A number of Western diplomats and strategists acknowledge there is significant risk in President George W. Bush's decision to directly engage Iran on the nuclear issue. For one, they say, the Iranians could use the negotiating process as a means to divide the Europeans and Americans over sanctions while continuing to enrich uranium.

These officials also said the negotiating track could allow Tehran simply to wait out the Bush administration, while seeing if a new U.S. president takes a more conciliatory line towards Iran. Some analysts estimate that Iran could have produced enough fuel for a nuclear bomb by late next year.

"They might accept a 60-day suspension to examine the seriousness of the proposal," said David Wurmser, a former Middle East adviser to Vice President Dick Cheney. "They'll do that for 60 days and move ahead with their program."

The talks are part of a complex diplomatic game being played out in the region, the outcome of which is impossible to predict. In addition to the talks on nuclear proliferation, the Israelis are talking indirectly to the Syrians about a possible peace deal and have entered into agreements with Islamic militant groups Hamas and Hezbollah. Some senior U.S. analysts worry these overtures could be a prelude to an Israeli attack on Iran's nuclear facilities.

Still, the Bush administration has signaled it is prepared to accelerate the diplomatic embrace of Tehran if the current talks prove successful. In addition to the economic incentives outlined in Mr. Solana's proposal, U.S. officials have said they are considering opening a small diplomatic mission in Tehran in the coming months if the Iranians are receptive.
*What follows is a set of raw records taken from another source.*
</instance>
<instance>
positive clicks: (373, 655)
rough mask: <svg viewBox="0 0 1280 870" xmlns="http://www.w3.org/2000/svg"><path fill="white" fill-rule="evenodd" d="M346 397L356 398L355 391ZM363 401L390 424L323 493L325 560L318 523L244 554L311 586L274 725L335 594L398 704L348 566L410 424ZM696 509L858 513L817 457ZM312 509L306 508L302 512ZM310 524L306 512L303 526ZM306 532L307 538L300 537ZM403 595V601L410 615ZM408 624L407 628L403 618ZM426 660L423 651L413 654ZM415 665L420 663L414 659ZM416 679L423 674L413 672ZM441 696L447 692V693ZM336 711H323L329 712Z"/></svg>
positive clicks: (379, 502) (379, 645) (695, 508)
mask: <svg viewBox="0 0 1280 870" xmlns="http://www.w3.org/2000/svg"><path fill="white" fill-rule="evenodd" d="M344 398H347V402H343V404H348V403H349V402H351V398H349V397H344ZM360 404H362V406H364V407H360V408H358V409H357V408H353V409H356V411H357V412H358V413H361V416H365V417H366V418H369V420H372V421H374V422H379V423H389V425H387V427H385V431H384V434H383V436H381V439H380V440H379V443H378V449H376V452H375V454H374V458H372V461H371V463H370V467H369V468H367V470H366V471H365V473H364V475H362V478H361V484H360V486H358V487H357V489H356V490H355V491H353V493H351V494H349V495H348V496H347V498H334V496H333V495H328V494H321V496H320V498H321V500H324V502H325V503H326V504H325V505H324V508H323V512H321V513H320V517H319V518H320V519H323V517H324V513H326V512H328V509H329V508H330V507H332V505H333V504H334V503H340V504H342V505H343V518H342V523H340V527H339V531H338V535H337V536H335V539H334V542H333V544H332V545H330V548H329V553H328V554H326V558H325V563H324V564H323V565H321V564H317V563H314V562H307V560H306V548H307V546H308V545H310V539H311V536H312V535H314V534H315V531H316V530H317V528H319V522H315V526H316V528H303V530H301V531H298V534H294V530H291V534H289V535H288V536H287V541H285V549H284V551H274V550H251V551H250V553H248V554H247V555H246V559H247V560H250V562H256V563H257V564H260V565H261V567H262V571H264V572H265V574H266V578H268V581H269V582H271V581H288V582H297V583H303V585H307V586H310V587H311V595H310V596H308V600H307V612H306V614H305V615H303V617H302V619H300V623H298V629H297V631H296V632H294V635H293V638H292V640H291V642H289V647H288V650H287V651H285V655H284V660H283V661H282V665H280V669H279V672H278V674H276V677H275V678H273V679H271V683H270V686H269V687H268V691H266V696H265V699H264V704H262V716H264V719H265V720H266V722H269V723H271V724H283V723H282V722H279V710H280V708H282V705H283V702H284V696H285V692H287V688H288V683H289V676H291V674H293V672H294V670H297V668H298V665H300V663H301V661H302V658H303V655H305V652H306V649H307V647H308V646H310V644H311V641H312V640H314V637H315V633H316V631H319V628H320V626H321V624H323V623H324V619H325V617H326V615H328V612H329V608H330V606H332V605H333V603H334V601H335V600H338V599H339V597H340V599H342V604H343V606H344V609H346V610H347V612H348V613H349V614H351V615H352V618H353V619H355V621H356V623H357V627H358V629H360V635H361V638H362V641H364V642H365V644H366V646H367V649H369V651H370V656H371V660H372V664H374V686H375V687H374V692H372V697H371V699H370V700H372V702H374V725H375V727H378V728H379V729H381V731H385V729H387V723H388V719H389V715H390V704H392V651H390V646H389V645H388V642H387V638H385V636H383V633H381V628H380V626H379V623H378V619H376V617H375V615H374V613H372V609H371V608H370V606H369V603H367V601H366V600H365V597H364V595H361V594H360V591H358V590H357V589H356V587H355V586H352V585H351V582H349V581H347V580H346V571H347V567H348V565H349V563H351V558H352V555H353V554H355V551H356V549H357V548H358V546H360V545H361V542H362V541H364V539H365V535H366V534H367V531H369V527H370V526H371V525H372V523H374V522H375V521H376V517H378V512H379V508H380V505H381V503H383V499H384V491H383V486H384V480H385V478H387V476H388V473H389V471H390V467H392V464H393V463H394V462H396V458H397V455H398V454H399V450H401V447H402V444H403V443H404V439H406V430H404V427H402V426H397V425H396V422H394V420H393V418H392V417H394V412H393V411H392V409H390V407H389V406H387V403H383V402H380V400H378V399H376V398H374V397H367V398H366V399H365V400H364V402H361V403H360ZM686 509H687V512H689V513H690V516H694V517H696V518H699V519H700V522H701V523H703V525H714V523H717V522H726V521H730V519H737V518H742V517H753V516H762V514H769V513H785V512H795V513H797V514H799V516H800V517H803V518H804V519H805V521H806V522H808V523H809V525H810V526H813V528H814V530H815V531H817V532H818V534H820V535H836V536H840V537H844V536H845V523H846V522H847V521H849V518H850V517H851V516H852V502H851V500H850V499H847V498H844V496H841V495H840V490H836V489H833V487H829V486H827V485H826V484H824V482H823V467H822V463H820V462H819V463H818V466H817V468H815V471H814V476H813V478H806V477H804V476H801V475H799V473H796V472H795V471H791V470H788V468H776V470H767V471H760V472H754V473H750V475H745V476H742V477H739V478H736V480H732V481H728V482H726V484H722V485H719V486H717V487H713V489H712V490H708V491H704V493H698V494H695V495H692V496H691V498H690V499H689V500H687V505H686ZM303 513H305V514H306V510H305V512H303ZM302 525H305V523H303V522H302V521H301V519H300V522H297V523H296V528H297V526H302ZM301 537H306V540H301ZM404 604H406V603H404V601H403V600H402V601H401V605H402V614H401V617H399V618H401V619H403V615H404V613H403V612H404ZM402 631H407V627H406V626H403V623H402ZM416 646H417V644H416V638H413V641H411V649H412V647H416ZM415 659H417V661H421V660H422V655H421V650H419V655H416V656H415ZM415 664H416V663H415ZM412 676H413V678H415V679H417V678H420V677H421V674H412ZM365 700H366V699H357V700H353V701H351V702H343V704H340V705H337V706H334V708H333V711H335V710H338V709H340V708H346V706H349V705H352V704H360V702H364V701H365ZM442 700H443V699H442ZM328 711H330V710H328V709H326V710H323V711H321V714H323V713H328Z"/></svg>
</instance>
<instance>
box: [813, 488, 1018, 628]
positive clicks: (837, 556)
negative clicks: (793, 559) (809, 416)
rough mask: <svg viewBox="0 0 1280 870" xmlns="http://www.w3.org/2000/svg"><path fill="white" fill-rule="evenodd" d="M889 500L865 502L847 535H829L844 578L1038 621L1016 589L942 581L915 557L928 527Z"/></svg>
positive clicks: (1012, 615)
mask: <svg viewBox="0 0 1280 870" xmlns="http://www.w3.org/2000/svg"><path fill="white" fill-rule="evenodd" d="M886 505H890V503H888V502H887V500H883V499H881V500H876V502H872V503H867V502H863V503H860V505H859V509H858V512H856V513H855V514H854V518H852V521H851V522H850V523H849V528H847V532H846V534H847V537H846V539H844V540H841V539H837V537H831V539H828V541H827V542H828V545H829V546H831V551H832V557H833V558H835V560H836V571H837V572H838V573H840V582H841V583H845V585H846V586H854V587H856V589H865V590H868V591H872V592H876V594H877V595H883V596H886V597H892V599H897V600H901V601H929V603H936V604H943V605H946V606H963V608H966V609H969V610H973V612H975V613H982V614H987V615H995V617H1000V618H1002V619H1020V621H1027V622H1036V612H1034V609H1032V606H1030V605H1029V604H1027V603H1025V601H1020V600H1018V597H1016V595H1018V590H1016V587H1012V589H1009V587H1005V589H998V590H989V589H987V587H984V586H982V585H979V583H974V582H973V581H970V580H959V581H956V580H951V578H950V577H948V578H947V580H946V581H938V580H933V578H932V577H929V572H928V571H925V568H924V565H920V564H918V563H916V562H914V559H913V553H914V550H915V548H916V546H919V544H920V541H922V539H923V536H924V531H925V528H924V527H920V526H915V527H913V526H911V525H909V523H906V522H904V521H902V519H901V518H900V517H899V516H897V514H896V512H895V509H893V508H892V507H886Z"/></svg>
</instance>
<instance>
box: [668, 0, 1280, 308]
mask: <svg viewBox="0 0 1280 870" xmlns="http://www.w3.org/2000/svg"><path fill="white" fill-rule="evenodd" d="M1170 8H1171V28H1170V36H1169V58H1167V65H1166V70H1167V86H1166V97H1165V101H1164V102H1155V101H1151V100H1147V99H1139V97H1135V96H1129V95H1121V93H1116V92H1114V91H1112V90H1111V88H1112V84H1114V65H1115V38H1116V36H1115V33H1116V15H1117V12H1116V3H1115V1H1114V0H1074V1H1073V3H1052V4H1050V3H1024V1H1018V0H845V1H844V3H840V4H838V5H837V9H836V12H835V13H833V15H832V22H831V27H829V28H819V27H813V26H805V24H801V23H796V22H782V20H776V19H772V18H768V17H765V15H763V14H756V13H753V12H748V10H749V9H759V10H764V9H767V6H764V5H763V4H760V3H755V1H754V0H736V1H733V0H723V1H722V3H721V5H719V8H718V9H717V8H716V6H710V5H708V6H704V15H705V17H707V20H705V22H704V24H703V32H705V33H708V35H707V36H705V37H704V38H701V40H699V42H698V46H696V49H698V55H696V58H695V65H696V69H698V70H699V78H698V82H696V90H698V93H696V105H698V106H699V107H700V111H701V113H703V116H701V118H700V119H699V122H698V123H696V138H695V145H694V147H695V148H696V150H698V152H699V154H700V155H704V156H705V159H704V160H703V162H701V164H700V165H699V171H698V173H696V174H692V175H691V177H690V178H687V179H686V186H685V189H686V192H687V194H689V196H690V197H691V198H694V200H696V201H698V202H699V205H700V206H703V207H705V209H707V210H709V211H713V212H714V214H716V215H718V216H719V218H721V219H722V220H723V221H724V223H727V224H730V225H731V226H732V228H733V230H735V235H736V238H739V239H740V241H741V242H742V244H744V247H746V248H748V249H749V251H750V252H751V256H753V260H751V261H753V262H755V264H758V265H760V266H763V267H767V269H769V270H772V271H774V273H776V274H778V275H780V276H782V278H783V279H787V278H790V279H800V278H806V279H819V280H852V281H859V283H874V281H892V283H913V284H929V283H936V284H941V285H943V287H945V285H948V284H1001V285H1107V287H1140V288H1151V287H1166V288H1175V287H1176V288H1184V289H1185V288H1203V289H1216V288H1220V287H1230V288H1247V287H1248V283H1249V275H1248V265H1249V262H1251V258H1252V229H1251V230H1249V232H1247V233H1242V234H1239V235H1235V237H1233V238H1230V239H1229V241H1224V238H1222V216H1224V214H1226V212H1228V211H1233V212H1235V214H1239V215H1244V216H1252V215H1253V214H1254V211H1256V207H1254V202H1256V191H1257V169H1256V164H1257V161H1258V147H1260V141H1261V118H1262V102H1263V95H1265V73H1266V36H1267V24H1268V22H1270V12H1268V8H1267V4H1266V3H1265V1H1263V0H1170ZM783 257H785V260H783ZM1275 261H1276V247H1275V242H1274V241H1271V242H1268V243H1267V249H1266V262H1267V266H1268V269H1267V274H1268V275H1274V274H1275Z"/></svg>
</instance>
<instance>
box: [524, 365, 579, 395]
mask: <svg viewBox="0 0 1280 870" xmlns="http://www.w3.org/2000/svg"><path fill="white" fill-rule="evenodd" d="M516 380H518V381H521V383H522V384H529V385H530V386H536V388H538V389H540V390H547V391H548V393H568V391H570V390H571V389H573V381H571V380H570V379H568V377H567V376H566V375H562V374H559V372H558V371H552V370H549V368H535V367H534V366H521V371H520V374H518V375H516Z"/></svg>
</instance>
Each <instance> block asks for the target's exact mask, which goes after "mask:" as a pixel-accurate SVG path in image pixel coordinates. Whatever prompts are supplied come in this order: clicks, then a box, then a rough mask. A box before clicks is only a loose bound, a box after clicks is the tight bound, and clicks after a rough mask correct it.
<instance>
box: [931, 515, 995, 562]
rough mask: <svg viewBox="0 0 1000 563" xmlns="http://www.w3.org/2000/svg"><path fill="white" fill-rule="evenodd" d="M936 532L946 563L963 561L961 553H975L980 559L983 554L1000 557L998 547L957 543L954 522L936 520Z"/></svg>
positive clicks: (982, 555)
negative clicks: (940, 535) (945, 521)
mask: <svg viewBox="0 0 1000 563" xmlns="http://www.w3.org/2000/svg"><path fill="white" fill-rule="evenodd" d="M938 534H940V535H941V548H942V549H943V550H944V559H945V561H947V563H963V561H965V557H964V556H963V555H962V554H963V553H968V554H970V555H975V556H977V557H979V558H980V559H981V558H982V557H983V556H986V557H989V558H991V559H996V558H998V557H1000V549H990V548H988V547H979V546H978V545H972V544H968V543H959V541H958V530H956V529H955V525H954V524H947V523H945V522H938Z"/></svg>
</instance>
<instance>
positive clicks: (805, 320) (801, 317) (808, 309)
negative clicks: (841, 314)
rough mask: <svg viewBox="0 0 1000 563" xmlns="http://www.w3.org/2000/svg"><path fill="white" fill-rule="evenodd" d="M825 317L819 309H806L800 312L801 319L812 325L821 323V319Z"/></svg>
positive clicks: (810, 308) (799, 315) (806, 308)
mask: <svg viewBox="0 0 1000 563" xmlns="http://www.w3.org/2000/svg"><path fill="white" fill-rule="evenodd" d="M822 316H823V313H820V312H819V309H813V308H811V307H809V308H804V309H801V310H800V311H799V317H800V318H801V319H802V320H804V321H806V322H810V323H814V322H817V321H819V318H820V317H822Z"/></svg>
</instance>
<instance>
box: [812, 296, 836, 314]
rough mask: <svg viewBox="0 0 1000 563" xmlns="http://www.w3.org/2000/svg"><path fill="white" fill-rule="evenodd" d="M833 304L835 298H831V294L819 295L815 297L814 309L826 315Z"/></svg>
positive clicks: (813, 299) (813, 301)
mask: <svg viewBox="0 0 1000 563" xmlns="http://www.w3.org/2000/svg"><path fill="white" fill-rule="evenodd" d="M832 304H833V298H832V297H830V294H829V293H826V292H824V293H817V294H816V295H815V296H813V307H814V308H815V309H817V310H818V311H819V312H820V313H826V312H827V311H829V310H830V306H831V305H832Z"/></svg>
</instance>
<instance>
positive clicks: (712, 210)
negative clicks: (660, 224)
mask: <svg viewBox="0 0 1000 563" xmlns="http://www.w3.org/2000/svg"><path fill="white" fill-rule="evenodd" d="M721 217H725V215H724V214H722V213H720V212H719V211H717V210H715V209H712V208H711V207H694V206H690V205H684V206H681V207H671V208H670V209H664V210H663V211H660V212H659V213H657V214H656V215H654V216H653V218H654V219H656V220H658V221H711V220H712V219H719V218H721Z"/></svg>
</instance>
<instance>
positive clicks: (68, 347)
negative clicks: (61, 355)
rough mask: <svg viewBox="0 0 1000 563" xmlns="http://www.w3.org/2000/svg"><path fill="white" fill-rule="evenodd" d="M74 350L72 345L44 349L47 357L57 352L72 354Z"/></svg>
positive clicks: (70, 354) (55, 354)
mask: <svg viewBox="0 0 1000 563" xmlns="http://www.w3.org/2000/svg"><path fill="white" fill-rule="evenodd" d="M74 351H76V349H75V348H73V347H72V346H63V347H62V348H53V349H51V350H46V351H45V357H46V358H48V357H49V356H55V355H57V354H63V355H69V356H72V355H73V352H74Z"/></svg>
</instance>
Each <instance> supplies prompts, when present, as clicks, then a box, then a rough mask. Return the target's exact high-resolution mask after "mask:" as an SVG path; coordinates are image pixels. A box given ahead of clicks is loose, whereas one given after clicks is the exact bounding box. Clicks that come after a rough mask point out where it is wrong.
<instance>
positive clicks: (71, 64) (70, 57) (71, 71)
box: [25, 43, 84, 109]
And Washington has been seeking to accelerate other interpersonal exchanges between groups such as Olympic athletes, doctors and students.

If Iran balks, a principal focus of any new penalties would be the country's imports of refined petroleum products, particular gasoline, said U.S. and European officials.

The Treasury Department's point man on Iran, Undersecretary for Terrorism and Financial Intelligence Stuart Levey, has been meeting government and private-sector officials in Italy, Spain and France to lobby American allies about the risks of doing business with Tehran.

Because of a lack of refining capabilities, Iran is forced to import roughly 40% of its gasoline from European, Indian and Venezuelan companies. In 2006, Iran paid roughly $5 billion for gasoline, making it the second-largest importer, after the U.S. The Iranian government was forced to ration gasoline last year due to financial and supply pressures, setting off unrest in some areas of the country.

U.K. Prime Minister Gordon Brown publicly pushed EU ministers last month to consider targeting Iran's oil and natural-gas industry, should talks stall.